Israeli media on Tadić's visit

Thanks to friend of East Ethnia O.F. for bringing this to attention. Yossi Melman interviewed Boris Tadić for Haaretz and found out:

*He could not go swimming because he had a flu and was too busy

*The murder of Zoran Djindjić was like the murder of Yitzhak Rabin because "both were motivated by a desire to put an end to historical processes."

*He wants to commemmorate Serbian and Jewish victims in "a memorial center for the common tragedy of our two peoples, which will be built in Belgrade, where two concentration camps were located during the Nazi occupation."

*He sees a parallel between the sense of threat in both states, as (the reporter's words) "many Serbs feel close to and identify with Israel; they feel a common sense of victimization, justified or not. Israel is fighting Palestinian terrorism, and Serbia feels threatened by Albanian terrorism in the fight over Kosovo, most of whose residents are Muslims who want independence from Serbia."

All said, the interview is typical Tadić: a little bit of moderation, a little bit of opportunism, a little bit of playing to the extremes. It makes for an interesting set-piece on hybridity and the uses of victimisation.

Do animals harass people with lawsuits?

So it seems that the philosopher Milan Kangrga has won the case brought against him by the unusual person Tomislav Dragun on charges of "libelling Croatianity," noted earlier this month on this blog. Dragun had claimed that Kangrga had done him damage by claiming that animals were smarter than Croats. Kangrga denied having made any such claim (the conflict seems to have been over a satirical remark the philosopher had made on the question of whether people know what their interests are), and allowed that Dragun was smarter than an animal. There was no effort to specify what animal it was under discussion.


Moral foreign policy?

The Times reports that the Uzbek interior minister, who is accused of directing the massacre of potesters in Andijon in May, is currently in Germany for cancer treatment. Colonel General Almatov is one of twelve Uzbeks affected by an EU travel ban announced Monday. EU officials explained that "medical emergencies" were exempt from the travel ban. There goes your leverage.

The Bush administration's contribution to the progress of civilisation, in five words

Torture. Secret prisons. Chemical warfare.


Blog Against Racism Day, 1 December

This is the sort of blog action it is easy to support, and it could produce some useful results. Chris Clarke is asking people to make 1 December "Blog Against Racism Day." There is plenty going on worthy of comment and critique. On that day, put up whatever thoughts you have on the topic, and a good discussion ought to follow.

What's in a name?

The village of Smrdići (little stinkies) near Žitorađe (native town of Ceca Ražnatović), apparently got its name after a lot of horses died there. Now it has changed its name to Izvor (source), for some reason.


Treatment for blogophobia

There was some concern this past summer when a pseudonymous "Ivan Tribble" published a couple of essays in the Chronicle of Higher Education on the perils of blogging. Considering that he chose a pseudonym for a column in a print publication too, he might as well have been warning about the perils of saying anything at all, anywhere. This week Rebecca Goetz has a response based on her own experience (and a small-scale survey), highlighting the positive contributions of blogging to many parts of the academic job. I would go further: to the extent that professors and other academics have anything valuable to say, they are not doing their job if they do not communicate it.


Prediction: Something might happen, maybe

The interior ministry of RS is negotiating with somebody regarding a surrender to the ICTY, reports Nezavisne novine.
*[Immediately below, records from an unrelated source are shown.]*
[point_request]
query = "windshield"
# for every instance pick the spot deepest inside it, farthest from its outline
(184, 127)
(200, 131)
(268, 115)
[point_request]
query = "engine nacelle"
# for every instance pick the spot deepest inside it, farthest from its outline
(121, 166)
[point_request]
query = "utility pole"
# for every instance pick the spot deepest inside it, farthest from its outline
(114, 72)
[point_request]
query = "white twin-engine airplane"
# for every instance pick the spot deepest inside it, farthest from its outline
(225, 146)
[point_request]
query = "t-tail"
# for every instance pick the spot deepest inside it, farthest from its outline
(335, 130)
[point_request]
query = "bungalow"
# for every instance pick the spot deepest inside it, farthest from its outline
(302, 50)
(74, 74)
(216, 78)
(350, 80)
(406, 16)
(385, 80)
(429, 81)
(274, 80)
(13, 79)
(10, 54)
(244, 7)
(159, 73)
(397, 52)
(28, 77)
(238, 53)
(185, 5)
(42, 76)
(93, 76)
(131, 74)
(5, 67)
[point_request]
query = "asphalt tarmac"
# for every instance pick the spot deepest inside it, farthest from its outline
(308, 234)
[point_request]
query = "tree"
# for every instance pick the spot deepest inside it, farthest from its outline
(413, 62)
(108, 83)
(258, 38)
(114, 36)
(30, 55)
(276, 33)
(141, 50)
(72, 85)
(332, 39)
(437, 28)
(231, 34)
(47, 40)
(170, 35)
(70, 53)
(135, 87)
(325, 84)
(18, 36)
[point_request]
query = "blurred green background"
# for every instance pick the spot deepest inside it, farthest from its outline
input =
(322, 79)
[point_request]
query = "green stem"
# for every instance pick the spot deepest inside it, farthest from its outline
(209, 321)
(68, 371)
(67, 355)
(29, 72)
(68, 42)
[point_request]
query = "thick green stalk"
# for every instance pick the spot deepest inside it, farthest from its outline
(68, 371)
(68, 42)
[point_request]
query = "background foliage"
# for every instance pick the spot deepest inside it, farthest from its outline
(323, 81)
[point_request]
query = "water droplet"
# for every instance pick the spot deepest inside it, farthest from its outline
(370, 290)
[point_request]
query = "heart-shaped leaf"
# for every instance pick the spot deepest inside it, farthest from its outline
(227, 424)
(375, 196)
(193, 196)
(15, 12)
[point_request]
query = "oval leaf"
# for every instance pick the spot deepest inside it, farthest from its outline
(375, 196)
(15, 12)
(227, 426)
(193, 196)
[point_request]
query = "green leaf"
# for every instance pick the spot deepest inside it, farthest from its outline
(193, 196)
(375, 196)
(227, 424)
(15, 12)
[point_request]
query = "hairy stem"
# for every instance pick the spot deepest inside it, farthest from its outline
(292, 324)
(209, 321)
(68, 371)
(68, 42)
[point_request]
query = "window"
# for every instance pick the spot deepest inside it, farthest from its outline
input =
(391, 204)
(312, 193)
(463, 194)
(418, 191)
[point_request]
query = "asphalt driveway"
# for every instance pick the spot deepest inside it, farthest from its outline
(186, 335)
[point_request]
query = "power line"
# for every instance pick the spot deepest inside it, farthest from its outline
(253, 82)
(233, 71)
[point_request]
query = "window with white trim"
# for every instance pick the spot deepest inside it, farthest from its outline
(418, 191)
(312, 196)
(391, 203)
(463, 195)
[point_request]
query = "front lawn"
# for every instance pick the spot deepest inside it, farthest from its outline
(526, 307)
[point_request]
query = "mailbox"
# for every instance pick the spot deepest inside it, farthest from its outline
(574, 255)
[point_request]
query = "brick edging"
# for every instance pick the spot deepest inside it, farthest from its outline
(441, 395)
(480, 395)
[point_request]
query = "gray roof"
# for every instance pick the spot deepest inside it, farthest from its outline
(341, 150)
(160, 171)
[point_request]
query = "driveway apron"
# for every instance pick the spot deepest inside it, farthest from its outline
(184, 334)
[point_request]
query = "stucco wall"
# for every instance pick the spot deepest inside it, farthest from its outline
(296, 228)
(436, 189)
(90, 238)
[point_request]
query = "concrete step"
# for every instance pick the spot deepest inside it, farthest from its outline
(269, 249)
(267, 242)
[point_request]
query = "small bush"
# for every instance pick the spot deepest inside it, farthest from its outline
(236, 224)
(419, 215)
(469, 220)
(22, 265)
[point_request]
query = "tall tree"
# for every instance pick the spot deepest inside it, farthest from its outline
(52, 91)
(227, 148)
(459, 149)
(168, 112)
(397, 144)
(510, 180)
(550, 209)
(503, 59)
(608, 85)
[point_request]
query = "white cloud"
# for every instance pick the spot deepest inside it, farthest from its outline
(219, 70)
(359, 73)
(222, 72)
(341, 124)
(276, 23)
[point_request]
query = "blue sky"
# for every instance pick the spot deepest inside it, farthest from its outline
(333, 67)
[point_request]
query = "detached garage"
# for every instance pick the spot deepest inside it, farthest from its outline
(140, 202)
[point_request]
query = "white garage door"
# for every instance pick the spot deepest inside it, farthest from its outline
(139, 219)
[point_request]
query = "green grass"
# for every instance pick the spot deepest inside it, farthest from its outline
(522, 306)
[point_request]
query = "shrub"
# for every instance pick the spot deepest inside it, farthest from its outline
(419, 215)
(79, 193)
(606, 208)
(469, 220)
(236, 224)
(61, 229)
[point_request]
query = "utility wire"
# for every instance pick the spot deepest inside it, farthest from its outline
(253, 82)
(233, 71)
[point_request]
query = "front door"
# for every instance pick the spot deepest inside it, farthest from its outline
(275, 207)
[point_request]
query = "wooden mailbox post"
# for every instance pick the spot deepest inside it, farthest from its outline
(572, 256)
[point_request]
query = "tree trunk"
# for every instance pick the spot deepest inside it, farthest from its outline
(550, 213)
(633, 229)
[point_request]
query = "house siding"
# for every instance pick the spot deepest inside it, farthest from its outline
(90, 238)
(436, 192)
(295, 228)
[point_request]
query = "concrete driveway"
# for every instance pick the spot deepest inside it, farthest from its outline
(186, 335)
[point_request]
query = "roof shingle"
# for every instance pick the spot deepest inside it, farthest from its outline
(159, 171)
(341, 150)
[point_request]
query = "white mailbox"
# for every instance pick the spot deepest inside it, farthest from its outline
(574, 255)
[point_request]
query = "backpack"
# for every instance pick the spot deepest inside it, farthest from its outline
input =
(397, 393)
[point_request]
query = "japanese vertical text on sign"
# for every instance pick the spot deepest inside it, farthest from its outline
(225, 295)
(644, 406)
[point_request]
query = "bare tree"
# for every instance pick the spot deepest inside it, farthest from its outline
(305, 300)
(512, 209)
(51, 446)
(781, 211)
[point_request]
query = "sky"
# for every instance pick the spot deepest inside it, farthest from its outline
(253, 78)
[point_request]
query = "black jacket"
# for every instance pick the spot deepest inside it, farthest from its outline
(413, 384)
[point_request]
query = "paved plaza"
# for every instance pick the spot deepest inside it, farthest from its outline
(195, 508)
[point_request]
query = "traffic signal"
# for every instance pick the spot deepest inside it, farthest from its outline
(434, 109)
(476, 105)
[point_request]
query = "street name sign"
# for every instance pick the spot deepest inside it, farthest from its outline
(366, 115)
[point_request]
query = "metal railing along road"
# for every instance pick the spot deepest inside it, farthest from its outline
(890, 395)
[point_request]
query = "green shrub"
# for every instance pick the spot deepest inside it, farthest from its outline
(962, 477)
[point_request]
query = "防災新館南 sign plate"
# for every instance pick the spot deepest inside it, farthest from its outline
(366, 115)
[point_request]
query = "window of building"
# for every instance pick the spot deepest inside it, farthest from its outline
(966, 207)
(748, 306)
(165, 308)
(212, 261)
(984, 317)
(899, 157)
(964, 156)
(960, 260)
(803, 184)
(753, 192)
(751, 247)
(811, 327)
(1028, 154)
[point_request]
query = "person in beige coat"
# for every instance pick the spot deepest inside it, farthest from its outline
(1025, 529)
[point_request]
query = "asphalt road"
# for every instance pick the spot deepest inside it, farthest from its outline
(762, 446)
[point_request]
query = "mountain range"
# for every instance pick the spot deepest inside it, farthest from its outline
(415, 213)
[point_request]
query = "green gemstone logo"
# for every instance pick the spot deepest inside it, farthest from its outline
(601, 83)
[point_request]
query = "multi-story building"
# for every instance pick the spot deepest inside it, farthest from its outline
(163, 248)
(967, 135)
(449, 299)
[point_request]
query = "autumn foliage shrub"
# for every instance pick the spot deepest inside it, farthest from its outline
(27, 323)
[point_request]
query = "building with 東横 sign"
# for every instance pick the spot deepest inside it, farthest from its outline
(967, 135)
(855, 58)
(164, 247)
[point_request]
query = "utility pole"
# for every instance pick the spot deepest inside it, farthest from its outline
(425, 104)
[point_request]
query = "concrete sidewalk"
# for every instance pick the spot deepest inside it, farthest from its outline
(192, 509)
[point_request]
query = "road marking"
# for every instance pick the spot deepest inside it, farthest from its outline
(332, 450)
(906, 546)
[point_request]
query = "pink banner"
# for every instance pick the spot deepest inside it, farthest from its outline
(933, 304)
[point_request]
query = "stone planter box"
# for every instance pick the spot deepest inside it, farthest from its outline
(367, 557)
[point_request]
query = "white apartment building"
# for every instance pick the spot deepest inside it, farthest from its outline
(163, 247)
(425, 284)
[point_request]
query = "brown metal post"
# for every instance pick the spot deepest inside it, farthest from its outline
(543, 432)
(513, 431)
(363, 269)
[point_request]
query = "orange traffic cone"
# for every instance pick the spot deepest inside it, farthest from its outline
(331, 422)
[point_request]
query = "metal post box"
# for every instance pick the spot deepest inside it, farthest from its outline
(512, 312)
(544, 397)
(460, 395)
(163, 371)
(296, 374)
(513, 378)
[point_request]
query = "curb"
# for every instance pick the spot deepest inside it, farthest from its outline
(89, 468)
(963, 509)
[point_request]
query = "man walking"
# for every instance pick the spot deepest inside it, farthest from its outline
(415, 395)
It might be Ratko Mladić, but then again it might not be.

Confronting and understanding the extreme right

Today's papers have several reactions to the very public display of neo-Nazi groups in Serbia. Dnevnik's article cites a number of social scientists, including historian Zoran Janjetović who points out that the country does not have authentic fascist traditions and points to the appearance of extreme right groups as a sign of social crisis. The article also cites social psychologist Žarko Trebješanin who concurs that extreme movements appear as a result of social crisis, and also ties the appearance of these groups to the destruction of social values over the past several years. Sociologist Zagorka Golubović places the development in a global context, pointing out that similar developments are apparent elsewhere in the world, as a consequence of "great turbulence and confusion, and the impossibility of showing that there exists some different, new and more acceptable alternative to the dominant neoliberalism." Sociologist Neven Cvetićanin argues that people who see no future for themselves will tend to find solace in extremism.

A similar but more detailed perspective is outlined in sociologist Isidora Jarić's interview in Politika, where she details the results of a series of surveys on questions of hopelessness, inclination toward extreme perspectives, and the possibility of violence. B92's article concludes with a brief discussion of whether purely punitive approaches can address the problem.

Carnival of the Balkans #4!!!!

The fourth Carnival of the Balkans is up over at Science and Politics! This is the most exhaustive and diverse Balkan carnival ever, featuring Balkan blogs in many languages from around the world. Have a look and see what people are writing about, and what sorts of communications they are getting from their neighbors. Previous editions are archived at the Balkan carnival site.